Friday, February 10th 2012

NVIDIA GeForce Kepler Packs Radically Different Number Crunching Machinery

NVIDIA is bound to kickstart its competitive graphics processor lineup to AMD's Southern Islands Radeon HD 7000 series with GeForce Kepler 104 (GK104). We are learning through reliable sources that NVIDIA will implement a radically different design (by NVIDIA's standards anyway) for its CUDA core machinery, while retaining the basic hierarchy of components in its GPU similar to Fermi. The new design would ensure greater parallelism. The latest version of GK104's specifications looks like this:

SIMD Hierarchy
  • 4 Graphics Processing Clusters (GPC)
  • 4 Streaming Multiprocessors (SM) per GPC = 16 SM
  • 96 Stream Processors (SP) per SM = 1536 CUDA cores


TMU / Geometry Domain
  • 8 Texture Units (TMU) per SM = 128 TMUs
  • 32 Raster OPeration Units (ROPs)
Memory
  • 256-bit wide GDDR5 memory interface
  • 2048 MB (2 GB) memory amount standard
Clocks/Other
  • 950 MHz core/CUDA core (no hot-clocks)
  • 1250 MHz actual (5.00 GHz effective) memory, 160 GB/s memory bandwidth
  • 2.9 TFLOP/s single-precision floating point compute power
  • 486 GFLOP/s double-precision floating point compute power
  • Estimated die-area 340mm²
Source: 3DCenter.org
Add your own comment

139 Comments on NVIDIA GeForce Kepler Packs Radically Different Number Crunching Machinery

#1
phanbuey
wow... that is definitely different...
Posted on Reply
#2
Live OR Die
I bet your mommy always told you to eat your greens ;)
Posted on Reply
#3
ViperXTR
its looking like an AMD specification now hehe (wait 32 ROPs? D: )
Posted on Reply
#4
puma99dk|
i just hope they a serious about that 2048mb of memory if not it will be a shame.
Posted on Reply
#5
EpicShweetness
These specs are defiantly strange for an Nvidia chip. 1536 CUDA Cores is triple that of the GTX 580, yet with only a 30% reduction in the size of the fabrication as well the fact that GK104 is smaller then GF110. This only indicates a few things, a "nerf" on the CUDA core itself, or the architecture is much more "cluster based". Very Interesting I'll be following this closely
Posted on Reply
#6
LAN_deRf_HA
It's a lot more shaders but they're running much slower too. Seems it'd even out on the heat front.
Posted on Reply
#7
ViperXTR
just like what the HD 2000 and the present 7000 cards are doing, moar shaders but lower clocks (or rather clocks are tied with the TMU/ROP clocks)
Posted on Reply
#8
radrok
My massive loop is waiting for the heat :rockout:
Posted on Reply
#9
hardcore_gamer
Die size is very close to that of 7970 (365mm2). Interesting:cool:
Posted on Reply
#10
radarblade
Seems like Nvidia's pretty prepped up to wipe AMD off the slate! But what would be the TDP on these things? Preferably lesser than the earlier 480 and 580 heaters. :)
Posted on Reply
#11
theoneandonlymrk
Interested In how this is going to be 50% faster then a7970 they seem similar I'm shader layout
Posted on Reply
#12
NC37
The end of NV's monolithic GPU era is at hand...was about to say...Bout freaken time! ATI was slower at first when they switched but I knew eventually NV would have to change too.

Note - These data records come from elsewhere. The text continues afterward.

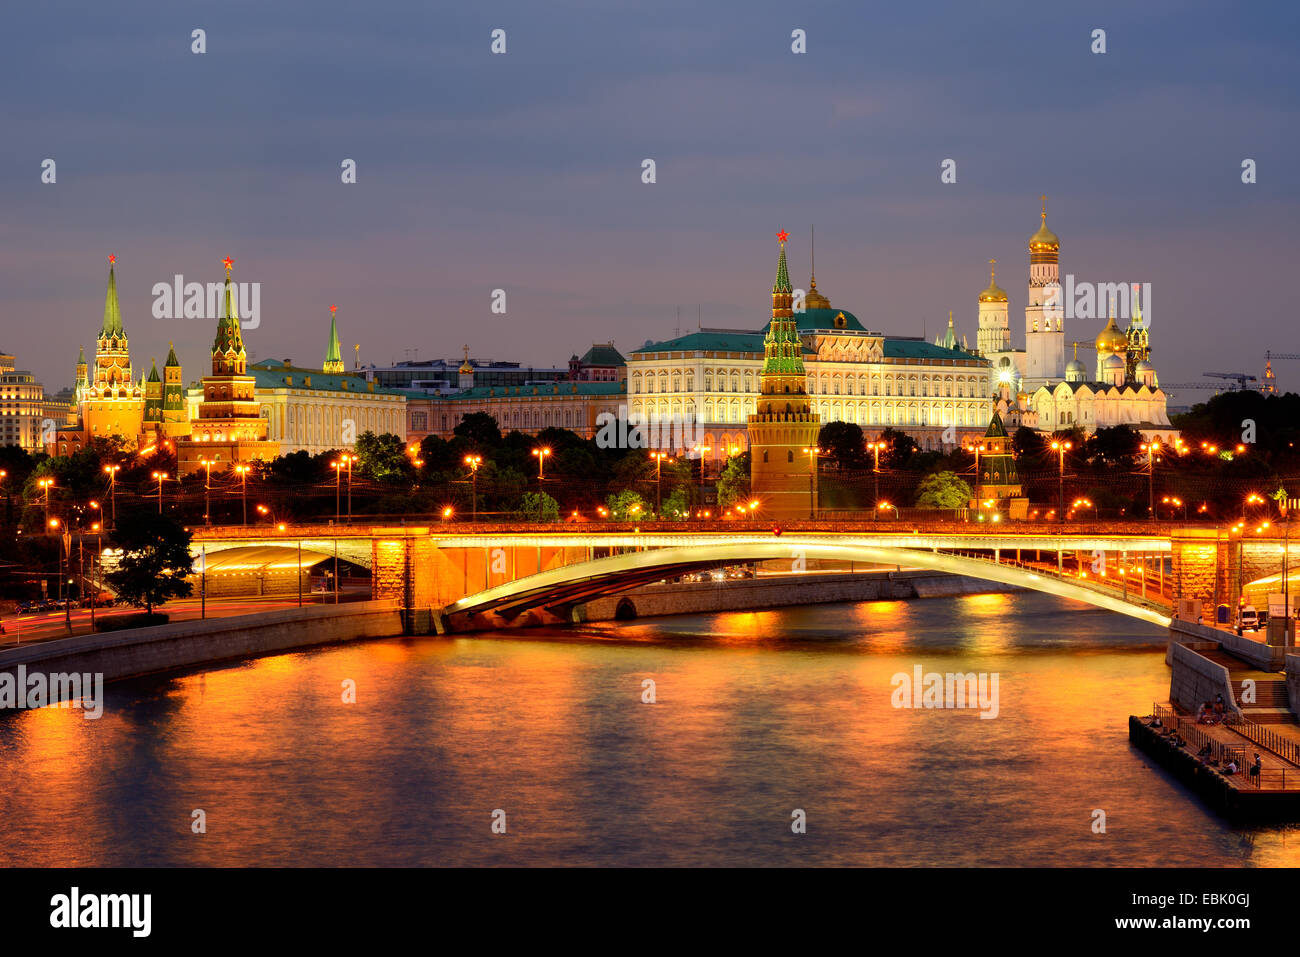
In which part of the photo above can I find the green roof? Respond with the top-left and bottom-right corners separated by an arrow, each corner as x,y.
984,409 -> 1008,438
417,381 -> 625,401
783,308 -> 867,333
633,331 -> 764,354
164,343 -> 180,367
247,359 -> 406,396
882,340 -> 977,361
212,274 -> 245,356
147,358 -> 160,382
579,343 -> 625,366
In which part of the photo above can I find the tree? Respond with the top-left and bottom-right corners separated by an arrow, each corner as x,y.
914,470 -> 972,509
818,422 -> 865,469
879,428 -> 919,469
1086,425 -> 1141,469
105,511 -> 194,615
716,451 -> 751,509
354,431 -> 408,483
605,489 -> 647,521
454,411 -> 502,447
661,486 -> 693,520
516,490 -> 559,522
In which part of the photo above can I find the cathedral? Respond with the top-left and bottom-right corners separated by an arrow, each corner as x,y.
975,200 -> 1177,443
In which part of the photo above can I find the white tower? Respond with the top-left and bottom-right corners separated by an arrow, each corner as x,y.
977,258 -> 1010,356
1024,196 -> 1064,391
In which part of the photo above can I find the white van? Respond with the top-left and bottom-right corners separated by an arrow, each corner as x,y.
1239,606 -> 1260,633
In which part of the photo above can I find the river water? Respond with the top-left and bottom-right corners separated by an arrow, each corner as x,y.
3,590 -> 1298,866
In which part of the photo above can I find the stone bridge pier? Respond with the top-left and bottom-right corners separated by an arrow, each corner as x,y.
1170,528 -> 1295,623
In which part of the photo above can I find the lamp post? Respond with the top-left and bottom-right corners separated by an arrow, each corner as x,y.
343,454 -> 355,519
871,440 -> 887,507
38,477 -> 54,528
1284,517 -> 1293,647
532,446 -> 552,482
151,471 -> 169,514
802,446 -> 822,520
103,465 -> 120,530
649,451 -> 671,516
1161,496 -> 1187,521
199,457 -> 213,525
234,464 -> 250,525
877,501 -> 899,521
964,440 -> 983,508
692,445 -> 712,496
330,460 -> 342,522
1050,440 -> 1071,525
464,455 -> 482,521
1144,441 -> 1162,522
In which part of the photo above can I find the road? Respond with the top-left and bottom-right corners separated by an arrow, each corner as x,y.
1,586 -> 371,647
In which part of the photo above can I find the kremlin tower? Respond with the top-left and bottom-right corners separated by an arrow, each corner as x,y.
747,232 -> 822,519
176,258 -> 278,476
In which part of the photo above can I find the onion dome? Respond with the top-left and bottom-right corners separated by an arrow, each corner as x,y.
978,259 -> 1007,302
1095,315 -> 1127,354
1066,358 -> 1087,381
1029,197 -> 1060,251
805,275 -> 831,311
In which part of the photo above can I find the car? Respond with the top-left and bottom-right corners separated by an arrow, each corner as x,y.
1238,606 -> 1260,634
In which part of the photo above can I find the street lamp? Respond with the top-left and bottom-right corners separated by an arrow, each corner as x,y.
802,446 -> 823,520
38,477 -> 55,528
234,464 -> 250,525
199,457 -> 214,525
342,453 -> 356,519
871,440 -> 888,507
330,459 -> 342,522
877,501 -> 899,520
1143,441 -> 1162,522
464,455 -> 482,521
1161,495 -> 1187,521
1049,440 -> 1072,525
964,440 -> 984,507
103,464 -> 120,530
532,446 -> 552,481
1072,497 -> 1095,521
649,451 -> 672,516
692,445 -> 712,495
151,471 -> 169,514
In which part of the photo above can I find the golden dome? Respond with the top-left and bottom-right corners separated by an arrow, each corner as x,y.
1095,315 -> 1127,354
1029,196 -> 1060,250
978,259 -> 1007,302
805,276 -> 831,311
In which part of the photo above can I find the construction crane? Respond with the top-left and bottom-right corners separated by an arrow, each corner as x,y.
1204,372 -> 1257,389
1262,351 -> 1300,393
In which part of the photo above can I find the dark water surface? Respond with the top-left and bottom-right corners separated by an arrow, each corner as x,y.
2,591 -> 1296,866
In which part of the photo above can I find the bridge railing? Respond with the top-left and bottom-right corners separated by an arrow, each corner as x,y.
1153,703 -> 1300,790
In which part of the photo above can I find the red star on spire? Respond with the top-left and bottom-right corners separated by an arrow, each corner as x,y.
776,230 -> 788,245
108,254 -> 116,264
222,256 -> 234,273
330,304 -> 337,314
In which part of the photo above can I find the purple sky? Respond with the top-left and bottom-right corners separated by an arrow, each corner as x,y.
4,0 -> 1298,399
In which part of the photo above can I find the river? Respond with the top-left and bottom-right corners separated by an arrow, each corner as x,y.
2,590 -> 1297,866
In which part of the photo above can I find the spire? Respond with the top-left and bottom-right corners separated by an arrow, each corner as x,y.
324,304 -> 344,374
147,357 -> 160,382
212,257 -> 247,372
940,311 -> 958,350
101,255 -> 124,338
165,340 -> 180,367
772,230 -> 791,293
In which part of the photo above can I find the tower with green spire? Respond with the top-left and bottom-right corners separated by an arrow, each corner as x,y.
176,258 -> 278,476
162,342 -> 188,435
748,231 -> 822,519
973,407 -> 1028,519
143,359 -> 163,426
324,305 -> 345,374
74,255 -> 145,448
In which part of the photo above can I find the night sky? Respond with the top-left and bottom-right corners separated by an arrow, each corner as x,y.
5,0 -> 1297,397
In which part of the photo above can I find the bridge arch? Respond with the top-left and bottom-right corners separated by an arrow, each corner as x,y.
442,541 -> 1172,630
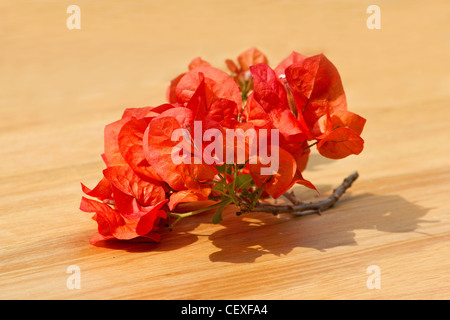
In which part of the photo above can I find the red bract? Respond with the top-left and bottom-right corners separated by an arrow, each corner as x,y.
248,147 -> 297,199
80,167 -> 167,244
281,53 -> 366,158
243,63 -> 314,198
247,52 -> 366,157
81,105 -> 173,244
166,57 -> 211,104
80,195 -> 167,244
242,52 -> 365,197
142,113 -> 217,210
80,48 -> 365,245
226,47 -> 268,82
226,48 -> 269,115
274,51 -> 307,77
144,74 -> 231,209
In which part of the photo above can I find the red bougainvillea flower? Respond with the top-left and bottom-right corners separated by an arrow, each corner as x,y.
166,57 -> 242,127
242,63 -> 315,198
143,109 -> 217,210
279,52 -> 366,158
225,47 -> 269,99
145,68 -> 242,210
81,106 -> 173,244
246,53 -> 365,155
166,57 -> 211,104
80,48 -> 365,244
80,167 -> 168,244
173,65 -> 242,127
242,52 -> 365,197
80,196 -> 167,244
226,47 -> 269,74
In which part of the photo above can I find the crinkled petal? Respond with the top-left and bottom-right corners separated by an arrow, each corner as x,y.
103,165 -> 166,207
285,54 -> 348,132
249,147 -> 297,199
274,51 -> 307,77
81,176 -> 113,202
143,116 -> 189,191
175,66 -> 241,110
118,117 -> 163,181
237,47 -> 268,71
80,197 -> 167,243
317,127 -> 364,159
168,189 -> 209,211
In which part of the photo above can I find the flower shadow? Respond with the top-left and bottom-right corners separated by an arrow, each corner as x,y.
91,206 -> 215,253
208,192 -> 434,263
90,186 -> 434,259
89,188 -> 327,254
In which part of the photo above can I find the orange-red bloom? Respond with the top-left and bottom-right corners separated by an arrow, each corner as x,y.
80,48 -> 365,244
81,106 -> 172,244
281,53 -> 366,158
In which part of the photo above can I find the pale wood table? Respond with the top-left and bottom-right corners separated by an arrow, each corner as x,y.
1,0 -> 449,299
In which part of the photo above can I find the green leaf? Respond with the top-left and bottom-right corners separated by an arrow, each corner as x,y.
215,164 -> 227,174
235,174 -> 253,189
212,203 -> 226,224
252,187 -> 264,207
211,181 -> 225,192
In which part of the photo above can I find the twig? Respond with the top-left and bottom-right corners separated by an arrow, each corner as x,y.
282,190 -> 301,205
252,171 -> 359,216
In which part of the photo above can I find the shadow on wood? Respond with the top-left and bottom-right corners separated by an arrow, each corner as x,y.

Very interested to see how well NV does at ATI's own game.
Posted on Reply
#13
gaximodo
this isn't supposed to be NV's flagship anywayz.
Posted on Reply
#14
Xaser04
by: gaximodo
this isn't supposed to be NV's flagship anywayz.
GK104 so GTX560Ti replacement (ish).

Considering this is 1536 shaders it would be logical to assume that the full fat model would have 2048 shaders, after all the GTX560TI was - in simplistic terms - roughly 75% of a GTX580.

The shader count itself is very interesting.

The increase in shaders (384-1536 if we assume a GTX560TI replacement) would suggest that each Kepler shader is less complex than its Fermi contemporary.

If we also assume similar performance to the HD7950 (doesn't seem to unrealistic) then clock for clock GCN and Kepler could be quite evenly matched (HD7950 has more shaders but a lower core clock).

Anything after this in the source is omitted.